Oleh : Sunarti
#MuslimahTimes — “So long as there is this book, there will be no peace in the world”(Selama ada Al-Qur’an ini, maka tidak akan ada perdamaian di dunia).
Ini adalah pernyataan kebencian Gladstones terhadap Islam dan kaum muslim. William Ewart Gladstone (1809-1898), adalah mantan PM Inggris yang sangat membenci Islam dan umat muslim. Selain pernyataan di atas, ada lagi pernyataan yang sangat terkenal, yaitu,“Percuma kita memerangi umat Islam, dan tidak akan mampu menguasasinya selama di dalam dada pemuda-pemuda Islam bertengger Al-Qur’an. Tugas kita sekarang adalah mencabut Al-Qur’an dari hati mereka, baru kita akan menang dan menguasai mereka. Minuman keras dan musik lebih menghancurkan umat Muhammad daripada seribu meriam. Oleh karena itu tanamkanlah ke dalam hati mereka rasa cinta terhadap materi dan seks.”

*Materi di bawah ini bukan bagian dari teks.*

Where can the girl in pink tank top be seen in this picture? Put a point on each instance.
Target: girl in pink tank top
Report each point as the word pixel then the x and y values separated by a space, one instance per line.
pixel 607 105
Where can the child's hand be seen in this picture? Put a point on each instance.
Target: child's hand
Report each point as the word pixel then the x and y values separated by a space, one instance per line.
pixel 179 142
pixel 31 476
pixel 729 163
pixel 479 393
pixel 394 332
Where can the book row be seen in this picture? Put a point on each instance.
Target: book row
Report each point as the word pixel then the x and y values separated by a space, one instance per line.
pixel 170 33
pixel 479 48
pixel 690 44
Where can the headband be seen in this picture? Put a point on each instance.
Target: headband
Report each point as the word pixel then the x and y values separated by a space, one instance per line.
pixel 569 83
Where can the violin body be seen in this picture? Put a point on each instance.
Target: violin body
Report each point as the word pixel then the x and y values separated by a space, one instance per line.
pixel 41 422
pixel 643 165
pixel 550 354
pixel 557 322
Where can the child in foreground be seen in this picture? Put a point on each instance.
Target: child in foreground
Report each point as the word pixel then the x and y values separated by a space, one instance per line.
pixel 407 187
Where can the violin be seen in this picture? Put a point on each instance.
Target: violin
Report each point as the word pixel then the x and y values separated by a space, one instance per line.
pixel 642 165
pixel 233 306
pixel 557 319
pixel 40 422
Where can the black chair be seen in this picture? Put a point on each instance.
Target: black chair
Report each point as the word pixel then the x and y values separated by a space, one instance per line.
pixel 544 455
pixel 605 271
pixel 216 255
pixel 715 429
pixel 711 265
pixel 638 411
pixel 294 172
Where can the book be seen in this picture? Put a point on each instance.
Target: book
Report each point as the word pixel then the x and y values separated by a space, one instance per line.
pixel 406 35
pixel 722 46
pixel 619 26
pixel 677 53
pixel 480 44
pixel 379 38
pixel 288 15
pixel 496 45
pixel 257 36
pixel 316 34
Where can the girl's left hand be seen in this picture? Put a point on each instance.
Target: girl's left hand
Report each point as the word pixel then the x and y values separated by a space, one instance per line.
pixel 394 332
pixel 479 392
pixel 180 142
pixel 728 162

Dalam kalimat itu, jelas menunjukkan bahwa apa yang ada dalam Al Qur’an adalah hal yang memantik adanya kerusakan di dunia. Sungguh ini merupakan tuduhan (fitnah) tanpa bukti yang nyata. Dia menghembuskan napas keburukan tentang isi Al Qur’an.
Sisi lain adalah pernyataan yang membuat rencana besar untuk mencabut isi Al Qur’an dari dada pemuda muslim. Ini juga bukti nyata, bahwa kebencian orang-orang kafir terhadap Islam dan tidak mengharapkan kebangkitan Islam.

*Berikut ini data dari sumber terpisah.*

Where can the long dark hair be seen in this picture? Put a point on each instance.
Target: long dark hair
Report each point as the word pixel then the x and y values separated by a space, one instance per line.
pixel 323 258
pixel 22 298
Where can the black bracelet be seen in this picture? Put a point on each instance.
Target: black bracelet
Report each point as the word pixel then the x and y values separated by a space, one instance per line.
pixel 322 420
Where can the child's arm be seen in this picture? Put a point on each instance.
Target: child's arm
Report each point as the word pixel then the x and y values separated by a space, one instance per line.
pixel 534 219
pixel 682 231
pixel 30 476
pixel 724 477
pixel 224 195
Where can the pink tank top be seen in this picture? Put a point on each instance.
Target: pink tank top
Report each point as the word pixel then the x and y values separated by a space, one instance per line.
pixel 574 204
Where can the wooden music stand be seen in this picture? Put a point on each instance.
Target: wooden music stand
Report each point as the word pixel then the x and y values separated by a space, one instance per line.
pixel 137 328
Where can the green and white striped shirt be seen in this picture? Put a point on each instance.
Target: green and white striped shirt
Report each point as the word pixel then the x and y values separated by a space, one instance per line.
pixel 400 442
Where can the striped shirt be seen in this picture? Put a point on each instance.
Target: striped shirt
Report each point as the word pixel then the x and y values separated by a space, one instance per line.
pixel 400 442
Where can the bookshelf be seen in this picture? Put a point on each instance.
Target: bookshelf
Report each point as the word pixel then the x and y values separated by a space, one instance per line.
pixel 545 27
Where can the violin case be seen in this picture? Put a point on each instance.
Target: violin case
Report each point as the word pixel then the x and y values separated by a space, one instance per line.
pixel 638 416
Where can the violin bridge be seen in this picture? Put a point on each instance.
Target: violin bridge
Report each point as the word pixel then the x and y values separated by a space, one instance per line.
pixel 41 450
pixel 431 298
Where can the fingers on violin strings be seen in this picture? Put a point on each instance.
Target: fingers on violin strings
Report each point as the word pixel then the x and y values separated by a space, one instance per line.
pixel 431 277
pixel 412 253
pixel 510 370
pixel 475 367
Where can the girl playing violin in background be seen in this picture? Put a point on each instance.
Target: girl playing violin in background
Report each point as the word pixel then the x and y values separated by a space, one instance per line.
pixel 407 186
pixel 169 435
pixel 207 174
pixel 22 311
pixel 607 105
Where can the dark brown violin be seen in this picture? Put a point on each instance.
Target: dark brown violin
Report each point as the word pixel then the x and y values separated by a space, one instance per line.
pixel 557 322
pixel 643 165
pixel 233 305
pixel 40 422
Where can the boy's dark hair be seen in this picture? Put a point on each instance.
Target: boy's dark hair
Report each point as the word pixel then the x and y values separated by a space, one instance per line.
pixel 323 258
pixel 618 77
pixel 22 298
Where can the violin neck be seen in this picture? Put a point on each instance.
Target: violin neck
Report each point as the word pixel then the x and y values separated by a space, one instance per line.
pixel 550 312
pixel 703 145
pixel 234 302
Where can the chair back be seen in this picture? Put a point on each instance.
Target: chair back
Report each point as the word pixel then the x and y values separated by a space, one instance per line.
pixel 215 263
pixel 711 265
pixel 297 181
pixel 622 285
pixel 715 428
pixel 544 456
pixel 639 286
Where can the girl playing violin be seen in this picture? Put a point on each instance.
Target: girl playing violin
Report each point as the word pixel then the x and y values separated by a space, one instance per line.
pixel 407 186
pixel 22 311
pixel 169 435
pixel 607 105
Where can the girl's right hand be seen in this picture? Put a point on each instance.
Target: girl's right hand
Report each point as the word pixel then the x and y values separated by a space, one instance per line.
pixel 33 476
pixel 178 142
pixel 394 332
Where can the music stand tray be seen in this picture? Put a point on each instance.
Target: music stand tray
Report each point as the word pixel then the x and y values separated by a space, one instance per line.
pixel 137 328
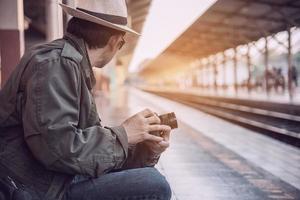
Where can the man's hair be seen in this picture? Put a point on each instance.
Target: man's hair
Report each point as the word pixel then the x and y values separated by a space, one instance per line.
pixel 95 35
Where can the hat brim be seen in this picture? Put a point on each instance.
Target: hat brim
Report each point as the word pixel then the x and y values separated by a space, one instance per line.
pixel 82 15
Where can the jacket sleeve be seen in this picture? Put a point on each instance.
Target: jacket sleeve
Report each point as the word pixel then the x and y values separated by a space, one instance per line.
pixel 50 121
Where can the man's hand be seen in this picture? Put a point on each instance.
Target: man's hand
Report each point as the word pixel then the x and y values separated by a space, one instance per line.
pixel 138 127
pixel 159 147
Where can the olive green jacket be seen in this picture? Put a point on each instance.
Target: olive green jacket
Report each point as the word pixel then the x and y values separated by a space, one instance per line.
pixel 49 126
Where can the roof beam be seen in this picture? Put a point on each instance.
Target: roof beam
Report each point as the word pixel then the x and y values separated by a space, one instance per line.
pixel 289 4
pixel 247 17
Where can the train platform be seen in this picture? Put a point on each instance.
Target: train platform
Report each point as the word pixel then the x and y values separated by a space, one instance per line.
pixel 210 158
pixel 242 94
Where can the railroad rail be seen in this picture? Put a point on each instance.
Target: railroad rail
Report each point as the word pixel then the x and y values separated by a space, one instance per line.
pixel 280 121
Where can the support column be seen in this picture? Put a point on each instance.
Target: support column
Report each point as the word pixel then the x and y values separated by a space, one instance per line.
pixel 249 87
pixel 54 19
pixel 203 73
pixel 290 67
pixel 224 70
pixel 11 36
pixel 208 73
pixel 235 71
pixel 267 66
pixel 215 73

Dalam Al Qur’an, Allah berfirman:“Dan diantara manusia ada yang mempergunakan perkataan yang tidak berguna untuk menghalangi (manusia) dari jalan Allah tanpa Ilmu, dan menjadikan jalan Allah itu sebagai olok-olokan. Mereka itulah yang akan memperoleh azab yang menghinakan.” (QS. Luqman, 31: 6)
Cara-cara efektif dilakukan dalam menjatuhkan Islam dan kaum muslim telah dimulai +- 200 th sebelum runtuhnya daulah Islam pada tahun 1924 yang lalu. Propaganda yang diawali dengan pemisahan undang-undang sipil dan undang-undang agama yang disusupkan ke dalam tubuh struktur negara. Jadilah cara memisahkan kaum muslim dengan tsaqafah Islam. Termasuk di dalamnya menjauhkan dari pemikiran Islam itu sendiri.

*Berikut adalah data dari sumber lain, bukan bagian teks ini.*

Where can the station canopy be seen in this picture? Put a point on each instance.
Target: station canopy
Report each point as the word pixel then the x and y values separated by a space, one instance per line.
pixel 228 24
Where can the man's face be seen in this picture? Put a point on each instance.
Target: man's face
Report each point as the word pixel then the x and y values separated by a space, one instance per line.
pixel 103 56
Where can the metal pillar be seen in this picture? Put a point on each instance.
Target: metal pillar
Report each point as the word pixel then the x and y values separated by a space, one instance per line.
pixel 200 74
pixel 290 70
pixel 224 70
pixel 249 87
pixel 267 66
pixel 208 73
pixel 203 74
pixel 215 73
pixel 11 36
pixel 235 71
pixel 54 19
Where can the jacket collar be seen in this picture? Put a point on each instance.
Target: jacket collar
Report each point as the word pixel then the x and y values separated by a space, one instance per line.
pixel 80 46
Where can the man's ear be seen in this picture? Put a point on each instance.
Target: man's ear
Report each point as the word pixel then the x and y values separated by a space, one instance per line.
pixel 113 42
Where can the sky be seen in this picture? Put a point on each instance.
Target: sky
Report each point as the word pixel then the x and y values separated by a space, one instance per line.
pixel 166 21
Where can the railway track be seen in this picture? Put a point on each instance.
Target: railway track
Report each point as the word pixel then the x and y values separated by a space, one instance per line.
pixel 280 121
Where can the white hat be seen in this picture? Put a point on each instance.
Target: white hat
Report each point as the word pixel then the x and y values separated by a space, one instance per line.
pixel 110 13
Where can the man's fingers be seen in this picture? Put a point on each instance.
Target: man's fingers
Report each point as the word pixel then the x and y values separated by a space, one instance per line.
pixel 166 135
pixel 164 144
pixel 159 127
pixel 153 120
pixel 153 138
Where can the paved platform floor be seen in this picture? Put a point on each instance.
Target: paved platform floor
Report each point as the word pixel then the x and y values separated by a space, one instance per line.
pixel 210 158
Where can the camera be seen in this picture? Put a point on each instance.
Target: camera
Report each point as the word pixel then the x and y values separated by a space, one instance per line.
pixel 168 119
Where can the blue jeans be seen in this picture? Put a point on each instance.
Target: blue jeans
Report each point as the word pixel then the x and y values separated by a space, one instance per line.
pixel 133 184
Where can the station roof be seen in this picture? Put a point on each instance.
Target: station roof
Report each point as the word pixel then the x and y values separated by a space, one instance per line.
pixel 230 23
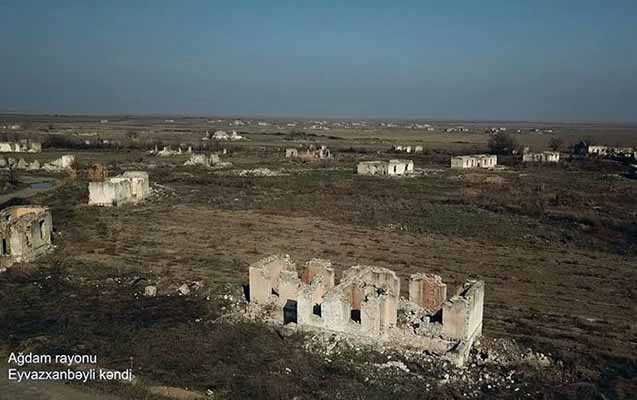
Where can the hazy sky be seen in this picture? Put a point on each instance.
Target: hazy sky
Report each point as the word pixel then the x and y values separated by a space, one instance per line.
pixel 488 59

Kemunduran umat Islam juga terjadi ketika jihad mulai ditinggalkan. Sementara Barat mulai melakukan ekspansi muliter dengan 3G (gold-gospel-glory), lalu menjajah negeri muslim. Kondisi diperburuk ketika ditinggalkannya bahasa Arab sebagai bahasa Islam, sehingga semakin lemah pemahaman Islam. Bahasa Arab hanya sebagai bahasa ibu. Dari sini terjadilah pemisahan “potensi Islam” dan “potensi bahasa Arab” yang merupakan pokok dari pengetahuan dan ilmu dalam Islam.
Akhirnya kemunduran berpikir kaum Muslim semakin meningkat dengan ditambahkannya serangan filsafat Persia dan Yunani yang menyusup dalam pemikiran kaum muslim.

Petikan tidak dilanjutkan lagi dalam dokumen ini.